Since the last entry about teacher training, my group of high school teachers has tapered off to a consistent five participants every Saturday. I’ve also started another training group with the teachers at the elementary school. While I was preparing for one of the Saturday workshops at the high school, a teacher from the elementary school came by and let me know there were a lot of teachers at the elementary school that were interested in participating in the workshops but at a different time. That was very encouraging. At the elementary school, I have 13 teachers and two administrators that are participating in the course. So now I have two groups.
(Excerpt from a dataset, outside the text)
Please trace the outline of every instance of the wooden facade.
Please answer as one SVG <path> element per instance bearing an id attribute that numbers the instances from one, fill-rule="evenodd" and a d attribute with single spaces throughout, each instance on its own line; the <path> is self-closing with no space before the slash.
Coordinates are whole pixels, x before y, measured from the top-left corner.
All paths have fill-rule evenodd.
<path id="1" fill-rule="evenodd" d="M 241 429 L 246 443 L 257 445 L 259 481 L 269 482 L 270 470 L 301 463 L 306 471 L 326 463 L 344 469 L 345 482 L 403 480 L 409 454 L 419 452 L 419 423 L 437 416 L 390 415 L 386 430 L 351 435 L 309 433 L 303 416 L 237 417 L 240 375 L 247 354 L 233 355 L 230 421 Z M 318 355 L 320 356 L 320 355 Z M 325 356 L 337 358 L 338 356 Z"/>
By the time it’s all said and done both groups will be trained in:
- The Importance of Education
- Learning Styles
- Teaching for the Brain
- Lesson Planning
- Critical Thinking and Education
- Classroom Management
- MS PowerPoint
- MS Word
- MS Excel
During the first class (Intro and Importance of Education), there was something that happened with the second group that also happened with the first. I asked the group what challenges educators face in the course of trying to teach students, and they listed several: lack of resources, disinterest of students, lack of parental involvement, challenges at the government/political level, overcrowded classrooms, etc.). With both groups, I asked them to place each of these challenges into one of two categories: those that they as teachers can come to directly affect/change, and those they could not. What I saw with both groups was that the majority of challenges, they decided, were ones they could directly impact. That to me is phenomenal and very encouraging. I underscored the importance of this to both groups. There are very many challenges that educators face in the DR, but according to the teachers themselves, they can do something about them! I don’t mean to diminish the challenges, or to suggest that institutional, societal or even habitual change is a synch, but my hope was to infuse and nurture the idea that change—and therefore progress—is possible.
I also started an Encargados del Futuro group, which is the IT sector’s youth group. The focus is on using technology as a tool to serve the community, and it also has a focus on leadership. Not having luz (electricity) all the time has limited the amount that we’ve actually been able to have tech sessions, so when there’s no luz, we do a leadership workshop. When I had an interest meeting, 43 kids showed up! That was great, but a little overwhelming. Now, we’ve had seven meetings, and attendance has tapered off to a more manageable 20 or so kids.
The thing I’m looking forward to doing the most is starting another English as a Second/Foreign Language class. I think I’ll do that after the holidays.